International AIDS Vaccine Initiative

A vaccine against AIDS – that is the ultimate panacea on the arduous journey to end AIDS.

The International AIDS Vaccine Initiative (IAVI) is a non-profit, scientific research organization with the mission of translating scientific discoveries into globally affordable and accessible public health solutions to some of the worst existing and emerging global health challenges, including HIV, tuberculosis (TB), and COVID-19.

In 2022 IAVI had more than 100 scientific, industry and government partnerships across the world. Through partnerships with research institutions and communities in some of the countries most affected by HIV, TB, and now COVID-19, IAVI supports the development of local scientific infrastructure, capacity, and leadership.

Long-term, sustainable local partnerships ensure that scientific and community capacity building remain integral to the research process and allows the most vulnerable and at-risk populations, such as adolescent girls and young women, to be included in and benefit from the research.
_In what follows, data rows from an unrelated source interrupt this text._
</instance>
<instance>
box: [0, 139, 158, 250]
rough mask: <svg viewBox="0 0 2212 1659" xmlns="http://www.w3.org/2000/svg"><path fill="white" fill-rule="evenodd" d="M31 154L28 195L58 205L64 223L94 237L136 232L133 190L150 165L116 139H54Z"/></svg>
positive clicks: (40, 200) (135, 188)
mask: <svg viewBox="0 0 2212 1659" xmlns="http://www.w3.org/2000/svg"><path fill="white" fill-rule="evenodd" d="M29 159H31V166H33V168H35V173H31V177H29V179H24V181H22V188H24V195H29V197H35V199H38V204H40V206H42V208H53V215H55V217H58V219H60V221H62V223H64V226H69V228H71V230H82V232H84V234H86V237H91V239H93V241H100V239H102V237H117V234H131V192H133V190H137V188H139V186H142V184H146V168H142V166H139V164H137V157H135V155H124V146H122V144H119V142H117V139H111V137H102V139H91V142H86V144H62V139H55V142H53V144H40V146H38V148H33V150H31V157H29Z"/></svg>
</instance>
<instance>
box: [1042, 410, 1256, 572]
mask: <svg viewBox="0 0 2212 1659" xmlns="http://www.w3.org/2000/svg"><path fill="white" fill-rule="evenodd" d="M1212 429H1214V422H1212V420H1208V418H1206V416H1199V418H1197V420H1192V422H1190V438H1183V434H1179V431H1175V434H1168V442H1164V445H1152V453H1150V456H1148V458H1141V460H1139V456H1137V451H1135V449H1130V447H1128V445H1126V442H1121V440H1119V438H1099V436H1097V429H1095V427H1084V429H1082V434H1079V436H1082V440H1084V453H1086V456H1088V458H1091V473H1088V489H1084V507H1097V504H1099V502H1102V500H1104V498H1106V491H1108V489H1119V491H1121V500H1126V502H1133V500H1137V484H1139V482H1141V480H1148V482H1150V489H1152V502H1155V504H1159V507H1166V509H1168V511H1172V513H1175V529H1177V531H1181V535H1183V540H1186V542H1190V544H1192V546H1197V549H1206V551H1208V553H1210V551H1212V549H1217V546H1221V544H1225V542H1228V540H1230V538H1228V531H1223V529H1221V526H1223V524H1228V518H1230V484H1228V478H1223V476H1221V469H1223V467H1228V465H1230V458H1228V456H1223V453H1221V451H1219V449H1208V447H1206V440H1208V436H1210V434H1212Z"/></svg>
Still an urgent need for HIV vacccines

HIV vaccines are still urgently needed to help end HIV/AIDS – many populations, including adolescent girls and young women, female sex workers, and men who have sex with men, remain at high risk of HIV infection due to lack of or limited access to and uptake of prevention services.

A full range of social, economic, gender and legal-related issues, amongst others, fuel these inequalities, a situation only exacerbated by the COVID-19 pandemic.  Developing and ensuring global access to HIV vaccines to all those at risk will be essential to end the HIV/AIDS global epidemic.

?

HIV Vaccines
There are numerous scientific challenges to developing an HIV vaccine. The unprecedented genetic variability of the virus, its ability to quickly establish a persistent lifelong infection, and the fact that not a single person has cleared HIV on their own are just some of the obstacles researchers face in trying to understand how to induce protective immunity against the virus.

Given the complexity of combating HIV, traditional approaches to vaccine development that led to many of the licensed vaccines in use today are either impractical, or have so far failed to result in effective vaccines.

(Source: IAVI – HIV Vaccines)

IAVI and Denmark

IAVI is a long-standing partner of The Danish Ministry of Foreign Affairs in its commitment to ending HIV/AIDS and promoting Sexual and Reproductive Health Rights – and as such a key actor in Denmark’s efforts to achieve the 2030 Sustainable Development Agenda.

Denmark has supported IAVI since 2001 with a total contribution of 142.5 million DKK (in 2021). Jointly with the support of other governments in and outside Europe, and philanthropic funders such as the Bill & Melinda Gates Foundation, the Danish contribution has (by 2021) allowed IAVI and partners to:
– evaluate 29 vaccine candidates in clinical trials
– discover and develop an entirely novel HIV prevention approach based on antibodies
– develop 12 state-of the-art labs and clinics in Sub-Saharan Africa and India
– train almost a thousand researchers and health and community workers to support HIV prevention research
– link more than 800,000 people to HIV counselling and testing services and other healthcare services.

AIDS-Fondet collaborates with IAVI because we too believe that a vaccine against AIDS is the ultimate weapon in the fight against HIV.